Vibronic potentials in chemical physics: adiabatic approximation vs. supersymmetry

TL;DR

This paper explores the supersymmetric properties of double-well potentials in chemical physics, comparing adiabatic approximation results with supersymmetry, and discusses potential artifacts in the approximation.

Contribution

It provides a comparative analysis of supersymmetry in double-well potentials and examines the validity of the adiabatic approximation in coupled electron-vibrational systems.

Findings

Supersymmetric features are identified in isolated double-well potentials.

The adiabatic approximation may produce artifacts in modeling coupled electron-vibrational systems.

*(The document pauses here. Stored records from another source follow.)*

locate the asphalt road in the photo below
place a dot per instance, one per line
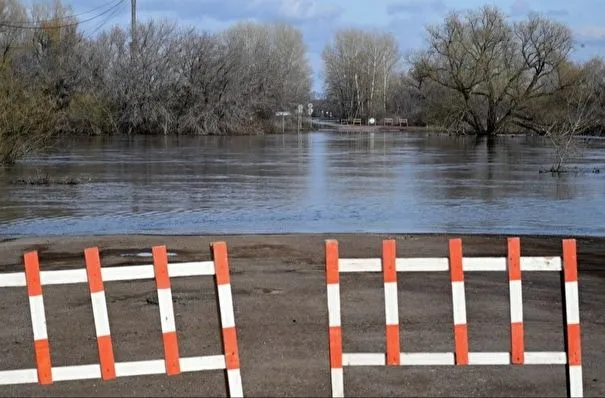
(281, 315)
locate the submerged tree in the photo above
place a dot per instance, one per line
(359, 69)
(490, 70)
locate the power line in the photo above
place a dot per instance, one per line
(12, 26)
(102, 24)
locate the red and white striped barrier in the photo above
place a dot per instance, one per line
(457, 265)
(95, 276)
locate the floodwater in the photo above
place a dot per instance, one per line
(318, 182)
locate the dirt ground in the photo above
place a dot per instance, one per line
(281, 315)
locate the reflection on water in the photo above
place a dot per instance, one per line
(320, 182)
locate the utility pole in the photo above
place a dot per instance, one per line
(133, 27)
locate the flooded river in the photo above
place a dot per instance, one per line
(317, 182)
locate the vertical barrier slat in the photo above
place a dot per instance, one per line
(36, 306)
(169, 336)
(516, 302)
(389, 256)
(333, 286)
(572, 319)
(227, 318)
(458, 302)
(99, 309)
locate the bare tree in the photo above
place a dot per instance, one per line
(359, 66)
(494, 69)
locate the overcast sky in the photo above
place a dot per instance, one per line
(318, 19)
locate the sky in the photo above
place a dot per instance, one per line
(318, 19)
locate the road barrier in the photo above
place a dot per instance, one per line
(456, 264)
(95, 276)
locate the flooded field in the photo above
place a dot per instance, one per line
(317, 182)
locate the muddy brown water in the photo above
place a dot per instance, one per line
(312, 183)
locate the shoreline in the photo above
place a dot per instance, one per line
(58, 251)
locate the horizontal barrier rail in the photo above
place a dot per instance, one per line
(107, 369)
(456, 265)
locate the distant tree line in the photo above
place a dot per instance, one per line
(54, 80)
(479, 73)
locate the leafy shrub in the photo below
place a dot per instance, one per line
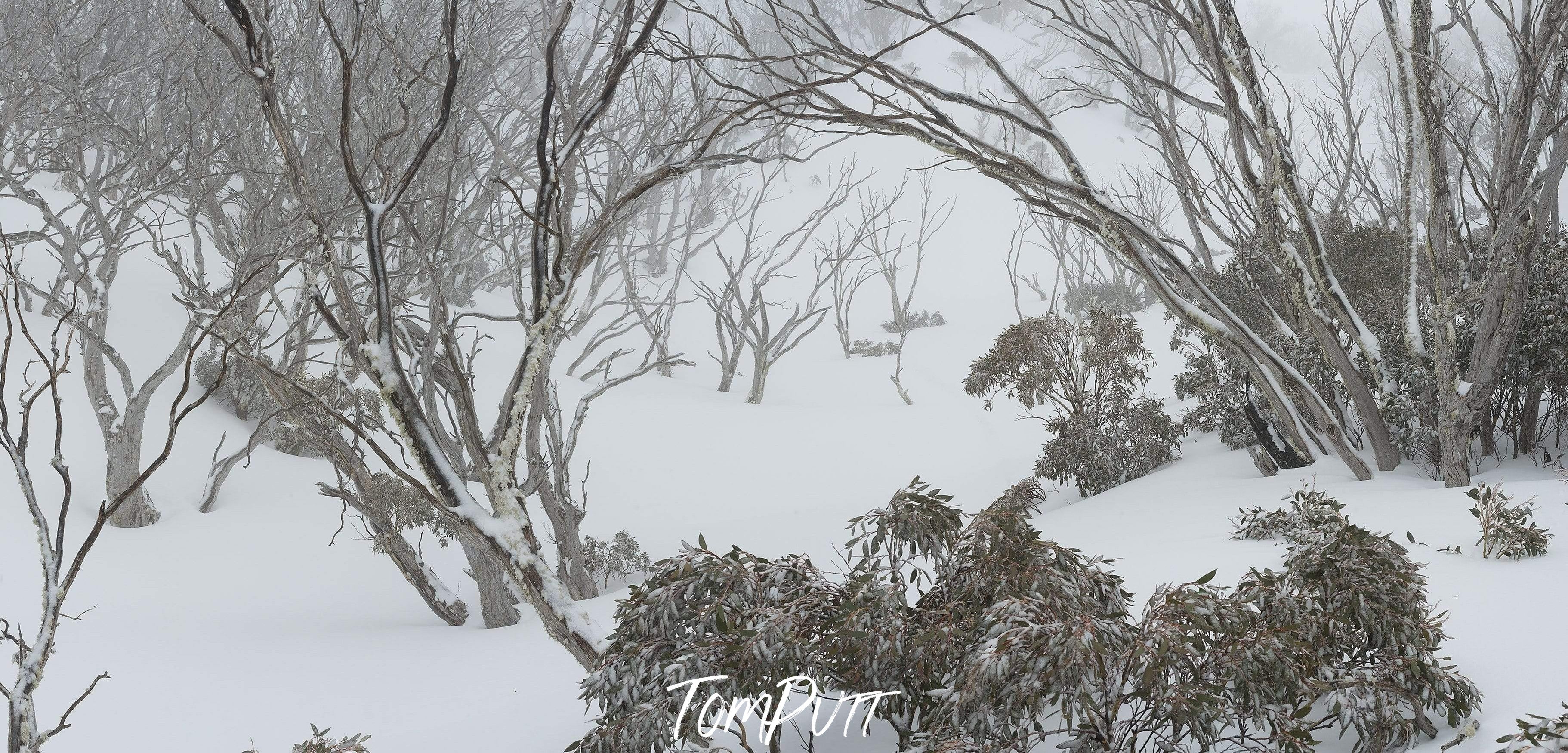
(299, 429)
(321, 743)
(1089, 372)
(874, 349)
(1103, 451)
(915, 322)
(1360, 605)
(1216, 383)
(1540, 736)
(618, 558)
(1506, 528)
(242, 389)
(1310, 512)
(998, 639)
(1115, 296)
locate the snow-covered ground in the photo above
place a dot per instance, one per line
(261, 619)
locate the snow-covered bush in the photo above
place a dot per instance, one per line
(1506, 526)
(1216, 385)
(321, 743)
(996, 639)
(618, 558)
(1310, 512)
(299, 427)
(1117, 296)
(1090, 372)
(1540, 736)
(242, 389)
(1360, 605)
(874, 349)
(915, 321)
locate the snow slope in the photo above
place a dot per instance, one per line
(251, 623)
(247, 625)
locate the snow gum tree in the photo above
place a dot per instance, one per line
(998, 639)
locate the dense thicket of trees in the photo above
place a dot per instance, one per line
(339, 194)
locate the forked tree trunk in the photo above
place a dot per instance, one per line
(759, 379)
(1529, 421)
(497, 605)
(123, 465)
(1488, 434)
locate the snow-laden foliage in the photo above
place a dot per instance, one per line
(1216, 388)
(321, 743)
(1117, 296)
(1540, 736)
(1310, 510)
(874, 349)
(300, 418)
(915, 321)
(1360, 605)
(618, 558)
(996, 639)
(1507, 529)
(1105, 432)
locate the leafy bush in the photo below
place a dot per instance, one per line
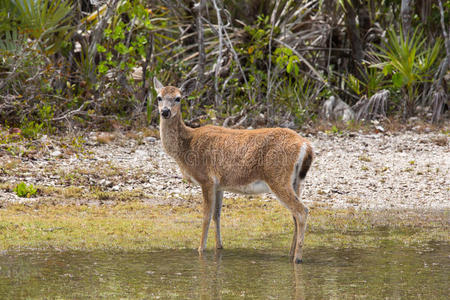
(25, 191)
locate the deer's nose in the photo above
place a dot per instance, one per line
(165, 113)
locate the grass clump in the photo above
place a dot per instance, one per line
(25, 190)
(135, 225)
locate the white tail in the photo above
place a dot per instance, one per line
(246, 161)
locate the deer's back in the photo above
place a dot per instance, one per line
(242, 157)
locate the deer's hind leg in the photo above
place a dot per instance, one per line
(216, 218)
(288, 197)
(209, 199)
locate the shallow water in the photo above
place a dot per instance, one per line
(390, 272)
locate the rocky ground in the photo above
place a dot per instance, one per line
(367, 171)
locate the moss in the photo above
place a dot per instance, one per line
(255, 223)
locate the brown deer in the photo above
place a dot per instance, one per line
(244, 161)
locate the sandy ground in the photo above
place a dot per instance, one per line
(405, 170)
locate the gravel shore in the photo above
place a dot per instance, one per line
(405, 170)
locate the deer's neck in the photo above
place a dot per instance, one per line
(175, 135)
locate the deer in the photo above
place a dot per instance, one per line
(246, 161)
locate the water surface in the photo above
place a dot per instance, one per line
(390, 272)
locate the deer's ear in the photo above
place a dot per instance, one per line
(187, 87)
(157, 85)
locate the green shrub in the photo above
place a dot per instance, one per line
(24, 190)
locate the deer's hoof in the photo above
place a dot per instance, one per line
(298, 261)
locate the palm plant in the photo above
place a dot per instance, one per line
(410, 62)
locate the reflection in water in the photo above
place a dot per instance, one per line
(390, 272)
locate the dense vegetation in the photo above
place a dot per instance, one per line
(251, 63)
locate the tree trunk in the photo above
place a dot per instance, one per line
(201, 45)
(353, 34)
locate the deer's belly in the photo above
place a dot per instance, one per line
(256, 187)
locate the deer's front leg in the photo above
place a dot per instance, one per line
(216, 218)
(209, 199)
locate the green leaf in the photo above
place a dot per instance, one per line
(397, 80)
(100, 48)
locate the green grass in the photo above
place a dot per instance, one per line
(254, 223)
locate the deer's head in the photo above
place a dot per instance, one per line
(169, 98)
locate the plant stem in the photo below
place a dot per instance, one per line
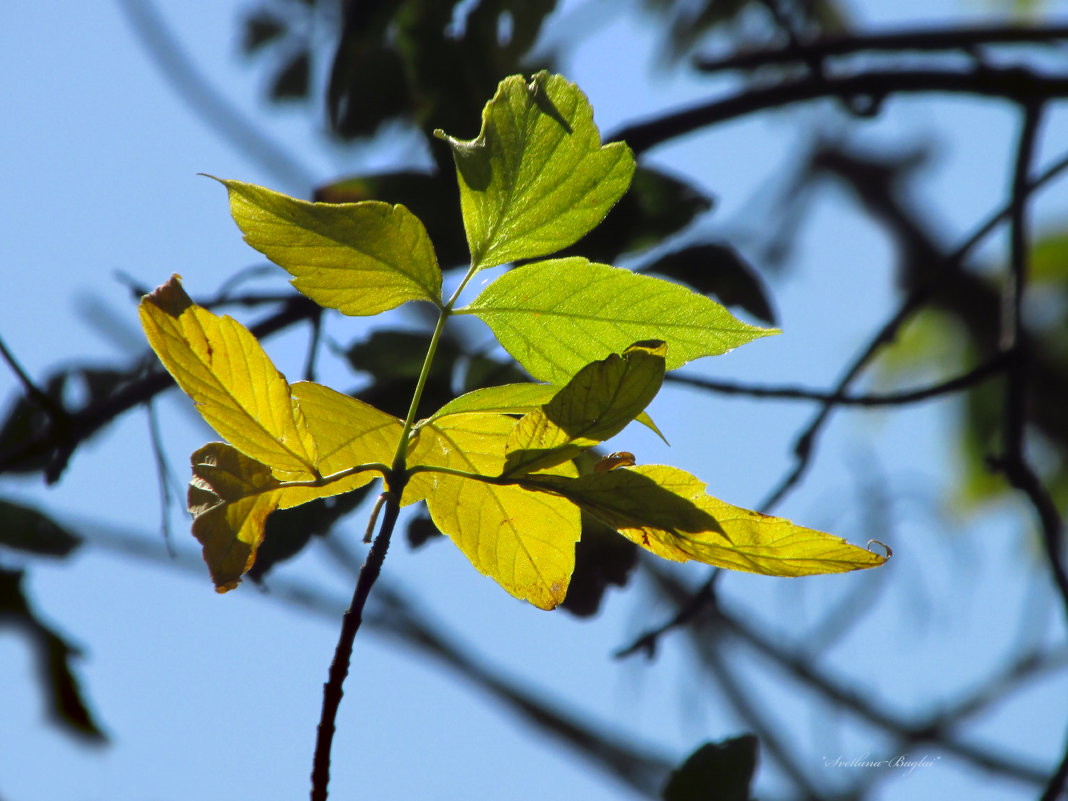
(350, 624)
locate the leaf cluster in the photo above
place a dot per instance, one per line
(500, 469)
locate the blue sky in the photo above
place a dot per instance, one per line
(208, 695)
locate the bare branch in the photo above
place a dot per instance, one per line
(921, 41)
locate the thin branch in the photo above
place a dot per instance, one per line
(767, 733)
(921, 41)
(61, 440)
(929, 731)
(206, 103)
(332, 690)
(915, 299)
(972, 377)
(1011, 83)
(163, 474)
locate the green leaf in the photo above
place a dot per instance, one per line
(238, 391)
(718, 269)
(555, 316)
(231, 495)
(594, 406)
(665, 511)
(727, 767)
(522, 539)
(26, 529)
(515, 398)
(508, 398)
(537, 177)
(360, 258)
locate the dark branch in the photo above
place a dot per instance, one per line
(982, 373)
(1011, 83)
(925, 41)
(332, 690)
(205, 101)
(87, 422)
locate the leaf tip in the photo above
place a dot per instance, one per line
(169, 297)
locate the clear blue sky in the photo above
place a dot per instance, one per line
(215, 696)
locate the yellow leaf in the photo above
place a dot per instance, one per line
(665, 511)
(360, 258)
(522, 539)
(222, 367)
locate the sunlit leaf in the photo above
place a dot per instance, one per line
(716, 268)
(665, 511)
(594, 406)
(514, 398)
(522, 539)
(537, 177)
(26, 529)
(360, 258)
(555, 316)
(222, 367)
(231, 495)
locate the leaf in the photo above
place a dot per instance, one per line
(727, 767)
(514, 398)
(26, 529)
(509, 398)
(555, 316)
(594, 406)
(537, 177)
(665, 511)
(360, 258)
(523, 540)
(222, 367)
(231, 495)
(718, 269)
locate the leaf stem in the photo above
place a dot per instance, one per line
(443, 315)
(354, 616)
(325, 480)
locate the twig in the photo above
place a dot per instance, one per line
(350, 623)
(953, 38)
(1011, 83)
(919, 296)
(163, 473)
(85, 422)
(1014, 461)
(976, 375)
(929, 731)
(206, 103)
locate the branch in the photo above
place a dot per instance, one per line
(84, 423)
(205, 101)
(350, 624)
(1011, 83)
(925, 41)
(1014, 461)
(945, 266)
(977, 375)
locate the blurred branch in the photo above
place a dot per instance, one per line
(82, 424)
(1014, 460)
(209, 105)
(921, 41)
(393, 615)
(1011, 83)
(972, 377)
(940, 267)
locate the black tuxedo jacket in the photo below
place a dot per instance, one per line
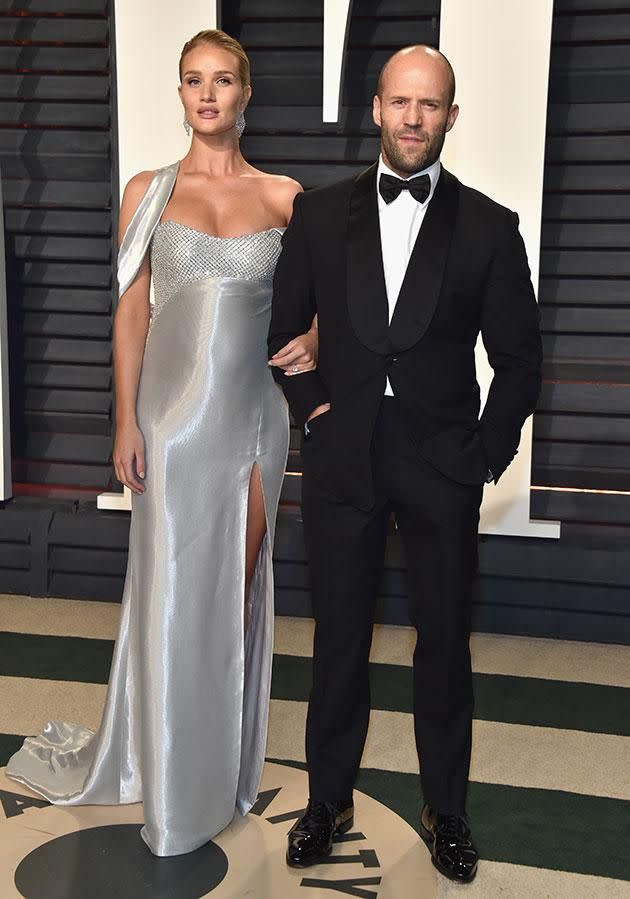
(468, 273)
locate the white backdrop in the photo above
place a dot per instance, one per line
(500, 54)
(5, 442)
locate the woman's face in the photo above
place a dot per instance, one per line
(211, 90)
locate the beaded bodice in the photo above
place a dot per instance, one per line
(180, 255)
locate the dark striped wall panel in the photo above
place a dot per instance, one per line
(582, 428)
(56, 164)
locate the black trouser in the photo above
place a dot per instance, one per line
(438, 521)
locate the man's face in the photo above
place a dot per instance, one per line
(413, 112)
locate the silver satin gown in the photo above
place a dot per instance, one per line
(185, 721)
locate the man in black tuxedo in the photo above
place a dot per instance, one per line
(404, 267)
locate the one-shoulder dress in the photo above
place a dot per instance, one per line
(185, 720)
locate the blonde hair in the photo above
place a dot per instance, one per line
(214, 37)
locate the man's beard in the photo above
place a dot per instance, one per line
(410, 163)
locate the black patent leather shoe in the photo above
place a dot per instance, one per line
(450, 842)
(311, 838)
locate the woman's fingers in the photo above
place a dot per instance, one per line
(129, 468)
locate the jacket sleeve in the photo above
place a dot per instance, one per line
(511, 335)
(292, 312)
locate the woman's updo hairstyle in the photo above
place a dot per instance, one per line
(214, 37)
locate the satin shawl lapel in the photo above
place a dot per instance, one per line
(367, 294)
(421, 286)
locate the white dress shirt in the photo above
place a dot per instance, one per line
(400, 223)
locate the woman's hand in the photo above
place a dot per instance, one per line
(300, 354)
(129, 457)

Results support earlier concerns about artifacts in the adiabatic approximation.

Abstract

We analyze the supersymmetric features of isolated double-well potentials, both symmetric ones and ones under an asymmetric perturbation. Our studies are in concert with results obtained elsewhere. Further on, a particular interest is paid to double- and single-valley potentials occurring in pairs on applying the adiabatic approximation to coupled electron-vibrational mode systems. Among the latter are Holstein's small polarons and the vibronic (off-center) band-species performing a finite-orbital-momentum helical motion. Our results seem to revive an earlier assertion for the existence of artifacts in the adiabatic approximation.